Une plongée plus profonde dans le passé colonial de la France nous amène alors en Inde (Yanaon, Chandernagor, Pondichéry, Karikal, Mahé …), terrain d’affrontement avec la perfide Albion qu’il serait possible de réactualiser. Amoindrie par le Brexit, l’occasion semble bonne.

Amnésie

Cette coopération semble tomber à un bon moment puisque l’Inde change le nom de son pays en Bharat pour qu’il ne rappelle plus son passé colonisé par Albion. Puisque cette dernière est l’ennemie héréditaire de la France, cela semble en faire une raison amplement suffisante pour courtiser ce grand pays membre des BRICS et prendre davantage pied dans la région.

Mieux vaut le Bharat que le Viet-Nam, ce dernier ne montrant pas de signes particuliers de réconciliation avec la France.

Oubliant au passage la coopération militaire, notamment sous-marine, avec le Pakistan (souvenons-nous de l’attentat de Karachi en 2002), voici que Paris invite Modi pour le défilé du 14 juillet, fait défiler le régiment du Pendjab (tiens, région frontalière avec le Pakistan, les Indiens semblent facétieux) et évoque une nouvelle vente de Rafales à l’Inde.

La très vaste zone de l’océan Indien et de l’Asie prend ainsi une importance nouvelle, confirmée notamment par la récente visite du président au Vanuatu et en Papouasie qui, même si elle n’a pas été à l’origine de grandes avancées (LV 223) montre un regain d’activité voire un certain activisme de la France dans cette zone lointaine.

En même temps, la colonisation semble ne plus être « un crime contre l’humanité, » car après avoir tenté par trois fois de faire voter l’indépendance à une population calédonienne qui n’en veut décidément pas, le ministère de l’Intérieur est chargé de rédiger un projet de nouveau statut pour l’archipel mélanésien.

Dans l’avant-projet dévoilé à la presse, aucune échéance pour un quatrième référendum sur l’auto-détermination, lequel serait cependant voté par le congrès du Territoire et non plus directement par les citoyens calédoniens. Les manœuvres d’ingérence chinoise dans la région sont de nouveau stigmatisées et les élus locaux sont venus à Paris rencontrer le ministre de l’Intérieur.
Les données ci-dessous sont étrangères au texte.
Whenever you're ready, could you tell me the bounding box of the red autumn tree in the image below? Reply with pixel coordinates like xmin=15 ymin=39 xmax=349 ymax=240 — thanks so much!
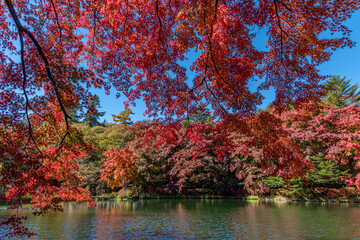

Il reste à savoir ce qu’il adviendra de la Polynésie et de son gouvernement indépendantiste (le Tavini est l’héritier du front de libération de la Polynésie) qui espère un referendum sur l’autonomie d’ici dix à quinze ans.

Conclusion inquiète en forme de question

Rejeté par une bonne partie de ses partenaires historiques, la France se construit ainsi une illusion stratégique (LV 219) qui présente l’avantage de l’action lorsque tout semble bloquer.

Il est cependant trop tôt pour savoir si tout ceci sera autre chose qu’une gesticulation résultant d’un constat désespéré.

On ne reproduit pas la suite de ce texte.